Conversely, treatment with Isocarboxazid should not be started until at least a week after stopping a SSRI or related anti-depressant (at least 5 weeks for fluoxetine).
Some monoamine oxidase inhibitors have occasionally caused hepatic complications and jaundice in patients, therefore regular monitoring of liver function should be carried out during Isocarboxazid therapy. If there is any evidence of a hepatotoxic reaction, the drug should be withdrawn immediately.

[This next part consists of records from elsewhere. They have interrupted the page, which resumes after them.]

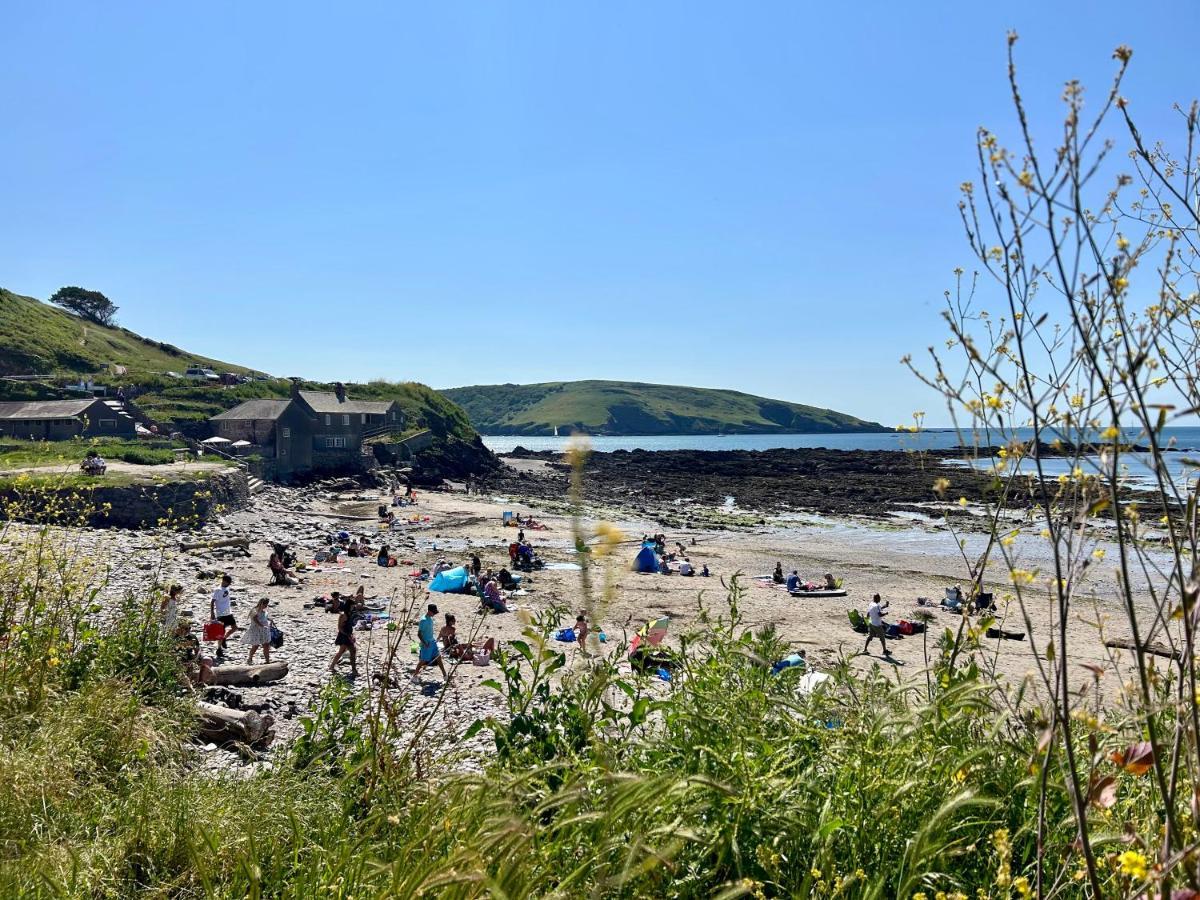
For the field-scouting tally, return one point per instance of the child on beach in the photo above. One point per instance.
(581, 630)
(221, 610)
(345, 640)
(258, 634)
(430, 653)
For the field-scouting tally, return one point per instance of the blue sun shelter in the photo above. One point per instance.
(646, 561)
(451, 581)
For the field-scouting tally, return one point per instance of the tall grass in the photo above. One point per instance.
(727, 780)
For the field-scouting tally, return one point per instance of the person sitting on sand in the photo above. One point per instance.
(462, 651)
(280, 574)
(492, 598)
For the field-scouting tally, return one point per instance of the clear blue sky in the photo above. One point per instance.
(753, 196)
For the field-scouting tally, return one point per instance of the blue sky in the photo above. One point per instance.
(751, 196)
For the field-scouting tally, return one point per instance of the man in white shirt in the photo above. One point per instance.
(875, 625)
(221, 610)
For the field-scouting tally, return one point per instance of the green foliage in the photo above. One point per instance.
(634, 408)
(90, 305)
(42, 340)
(22, 454)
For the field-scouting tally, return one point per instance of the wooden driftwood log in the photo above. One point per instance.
(241, 541)
(222, 725)
(1153, 648)
(247, 676)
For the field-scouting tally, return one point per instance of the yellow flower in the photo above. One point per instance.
(1133, 864)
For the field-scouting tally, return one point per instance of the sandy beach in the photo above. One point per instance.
(901, 559)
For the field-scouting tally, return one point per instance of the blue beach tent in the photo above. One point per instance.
(646, 561)
(451, 581)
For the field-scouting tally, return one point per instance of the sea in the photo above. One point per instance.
(1181, 466)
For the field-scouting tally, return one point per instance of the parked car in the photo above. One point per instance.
(201, 373)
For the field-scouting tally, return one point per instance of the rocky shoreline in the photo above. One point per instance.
(841, 483)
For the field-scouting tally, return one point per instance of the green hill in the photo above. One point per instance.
(39, 339)
(633, 408)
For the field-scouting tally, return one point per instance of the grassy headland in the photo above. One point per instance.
(634, 408)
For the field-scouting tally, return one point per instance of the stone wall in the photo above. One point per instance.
(180, 504)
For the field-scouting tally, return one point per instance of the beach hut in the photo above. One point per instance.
(646, 561)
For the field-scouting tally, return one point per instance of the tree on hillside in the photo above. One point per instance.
(90, 305)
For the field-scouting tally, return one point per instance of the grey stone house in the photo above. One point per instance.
(65, 419)
(313, 431)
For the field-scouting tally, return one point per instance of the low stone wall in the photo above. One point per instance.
(180, 504)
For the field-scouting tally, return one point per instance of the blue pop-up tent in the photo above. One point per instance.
(451, 581)
(646, 561)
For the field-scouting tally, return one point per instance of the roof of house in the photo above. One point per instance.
(256, 409)
(323, 402)
(45, 408)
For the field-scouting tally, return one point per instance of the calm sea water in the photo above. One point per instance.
(1187, 438)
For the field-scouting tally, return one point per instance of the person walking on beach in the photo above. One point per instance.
(345, 640)
(221, 610)
(875, 625)
(426, 633)
(169, 609)
(581, 631)
(258, 633)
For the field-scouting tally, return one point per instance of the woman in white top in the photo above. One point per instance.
(258, 633)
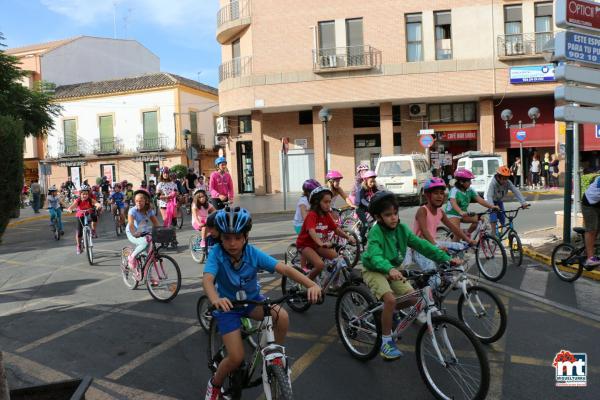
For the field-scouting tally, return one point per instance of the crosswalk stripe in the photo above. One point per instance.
(588, 295)
(535, 281)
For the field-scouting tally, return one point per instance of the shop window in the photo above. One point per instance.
(305, 117)
(367, 141)
(396, 119)
(366, 117)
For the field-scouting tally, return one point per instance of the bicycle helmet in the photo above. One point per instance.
(361, 168)
(220, 160)
(434, 183)
(369, 174)
(503, 171)
(382, 200)
(233, 220)
(463, 173)
(317, 194)
(310, 184)
(331, 175)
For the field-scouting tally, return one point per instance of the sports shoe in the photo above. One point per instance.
(389, 351)
(213, 392)
(591, 263)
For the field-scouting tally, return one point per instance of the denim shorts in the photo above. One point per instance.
(231, 320)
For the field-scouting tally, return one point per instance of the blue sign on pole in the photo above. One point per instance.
(574, 46)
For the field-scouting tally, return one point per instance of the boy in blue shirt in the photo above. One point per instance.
(231, 273)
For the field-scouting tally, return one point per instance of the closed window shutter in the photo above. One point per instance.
(150, 125)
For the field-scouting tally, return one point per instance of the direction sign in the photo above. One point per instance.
(582, 14)
(426, 141)
(576, 94)
(567, 72)
(574, 46)
(577, 114)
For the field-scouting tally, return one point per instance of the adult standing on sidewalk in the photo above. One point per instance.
(590, 208)
(516, 170)
(220, 184)
(36, 191)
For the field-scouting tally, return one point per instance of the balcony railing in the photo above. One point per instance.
(346, 58)
(235, 68)
(232, 18)
(523, 44)
(107, 146)
(160, 143)
(72, 148)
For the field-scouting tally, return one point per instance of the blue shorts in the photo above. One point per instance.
(495, 216)
(230, 321)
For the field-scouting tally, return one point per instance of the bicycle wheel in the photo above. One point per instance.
(464, 372)
(351, 251)
(196, 250)
(483, 313)
(358, 329)
(490, 257)
(163, 278)
(88, 245)
(295, 303)
(516, 248)
(126, 273)
(279, 383)
(204, 316)
(566, 262)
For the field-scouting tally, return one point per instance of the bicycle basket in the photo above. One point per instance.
(164, 235)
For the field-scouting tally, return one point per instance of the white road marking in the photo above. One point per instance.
(535, 281)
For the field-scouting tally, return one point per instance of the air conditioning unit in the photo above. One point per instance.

The drug should be used cautiously in patients with impaired renal function, to prevent accumulation taking place, and also in the elderly or debilitated and those with cardiovascular disease, diabetes or blood dyscrasias.
In restless or agitated patients, Isocarboxazid may precipitate states of excessive excitement. Isocarboxazid appears to have varying effects in epileptic patients; while some have a decrease in frequency of seizures, others have more seizures.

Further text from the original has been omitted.